Exercise has shown to prevent and delay cognitive decline and Alzheimer’s disease by enhancing cerebrovascular function, hippocampal volumes, and neuroplasticity (Bhide & Choi, 2019).


Some simple ways to improve cognitive health include proprioceptive, auditory, and visual reaction drills.

One such exercise is a single-leg balance with a reach to 5 different colored cones by auditory (coach saying “red cone”) or visual (coach pointing to the red cone) command. Another example is a single-leg ball toss, but the fitness professional calls out which hand the client can use. Or, try the same drill with one eye closed.
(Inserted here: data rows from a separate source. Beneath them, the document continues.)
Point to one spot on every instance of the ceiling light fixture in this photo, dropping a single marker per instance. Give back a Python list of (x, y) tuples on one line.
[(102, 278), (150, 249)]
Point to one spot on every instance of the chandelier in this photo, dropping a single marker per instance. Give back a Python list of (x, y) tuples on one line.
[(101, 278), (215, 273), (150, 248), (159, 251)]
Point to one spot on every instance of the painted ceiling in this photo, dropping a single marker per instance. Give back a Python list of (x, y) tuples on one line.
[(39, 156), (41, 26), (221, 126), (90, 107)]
Reaction focused proprioceptive exercises can have amazing crossover to real life. The best examples of these are “bump and balance” or “warding” drills where the athlete must maintain their planned movement while adjusting to external forces. Think of marching forward in a straight line while you are unpredictably pushed or pulled laterally.


Any way to bring unpredictability and reaction to training will challenge your brain’s pathways and stimulate the growth of new pathways. Be creative in playing with the variables at hand, such as planes of motion, planned vs. unplanned movement (i.e., predictability), and proprioceptive difficulty. Bhide & Choi (2019) concluded that dance-based exercise was one of the best non-pharmacological treatments for individuals with Alzheimer’s disease.
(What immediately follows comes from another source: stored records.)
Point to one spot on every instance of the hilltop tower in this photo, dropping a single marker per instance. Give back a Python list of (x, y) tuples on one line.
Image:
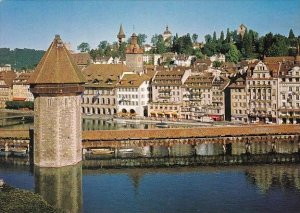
[(241, 30), (167, 34), (56, 85), (134, 56), (121, 35)]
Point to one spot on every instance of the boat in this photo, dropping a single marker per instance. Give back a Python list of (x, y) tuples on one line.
[(126, 150), (162, 125), (101, 151)]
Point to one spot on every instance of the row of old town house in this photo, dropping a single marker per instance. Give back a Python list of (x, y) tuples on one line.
[(251, 91)]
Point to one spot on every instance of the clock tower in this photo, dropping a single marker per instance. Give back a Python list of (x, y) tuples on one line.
[(134, 55)]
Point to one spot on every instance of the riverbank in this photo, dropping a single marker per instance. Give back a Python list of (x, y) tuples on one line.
[(14, 111), (14, 200)]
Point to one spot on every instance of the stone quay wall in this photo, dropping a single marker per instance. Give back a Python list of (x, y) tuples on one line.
[(170, 137), (192, 136)]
It stands to reason that the benefits of memorizing steps, balancing, and rotational movements in dance translate to healthy individuals as well. In the same way, boxing has been shown to improve coordination for individuals with Parkinson’s Disease (Humphrey et al., 2019).


Getting enough exercise is undoubtedly vital to healthy living. But what type of activity we do may be just as important. When it comes to living a high-quality life, a variety of movement early, often, and throughout life can make all the difference.
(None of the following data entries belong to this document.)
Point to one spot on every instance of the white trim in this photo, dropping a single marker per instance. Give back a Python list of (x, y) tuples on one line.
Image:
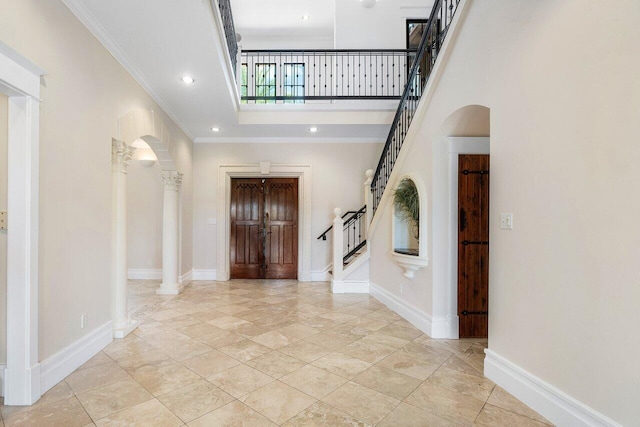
[(321, 275), (553, 404), (303, 173), (20, 80), (432, 327), (186, 277), (144, 274), (2, 368), (94, 26), (204, 274), (350, 286), (60, 365), (289, 140)]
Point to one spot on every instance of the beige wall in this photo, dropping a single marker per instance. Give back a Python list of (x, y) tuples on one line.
[(562, 84), (4, 128), (84, 93), (338, 172)]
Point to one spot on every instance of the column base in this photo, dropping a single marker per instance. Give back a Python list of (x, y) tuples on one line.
[(125, 328), (169, 289)]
We are most certainly creatures of habit, and, in an effort for efficiency, we often develop poor ones. The brain is designed to reinforce thoughts and movements. So, in the short term, perhaps during that first marathon, the brain gives a positive dopamine hit while simultaneously releasing beta-endorphin throughout the race to increase the tolerance for pain (Lovallo, 2016).

These beautiful neurotransmitters allow for the performance of all kinds of amazing feats. However, in the presence of consistent faulty movement patterns or significant stress to tissues, the release of neurotransmitters may be reduced, or simply lose effectiveness.


Bhide, R., & Choi, S.-M. (2019). A dance-based exercise training will be better remedy for individuals with Alzheimer’s Disease? Research in Dance and Physical Education3(2), 63–69.

Humphrey, C., Howell, D., & Custer, M. (2019). Perceptions of the impact of noncontact boxing on social and community engagement for individuals with Parkinson’s Disease (PD). American Journal of Occupational Therapy73(4_Supplement_1).

Lovallo, W. R. (2016). Stress and health: Biological and psychological interactions.

Myer, G. D., Faigenbaum, A. D., Edwards, N. M., Clark, J. F., Best, T. M., & Sallis, R. E. (2015). Sixty minutes of what? A developing brain perspective for activating children with an integrative exercise approach. British Journal of Sports Medicine49(23), 1510–1516.

Neuroplasticity. (n.d.).

Russell, H. C., Tracey, J., Wiese-Bjornstal, D. M., & Canzi, E. (2017). Physical activity in former competitive athletes: The physical and psychological impact of musculoskeletal injury. Quest70(3), 304–320.

Smolarek, A., Ferreira, L. H., Mascarenhas, L. P., Mcanulty, S. R., Varela, K., Dangui, M., … Souza-Junior, T. (2016). The effects of strength training on cognitive performance in elderly women. Clinical Interventions in Aging, 749.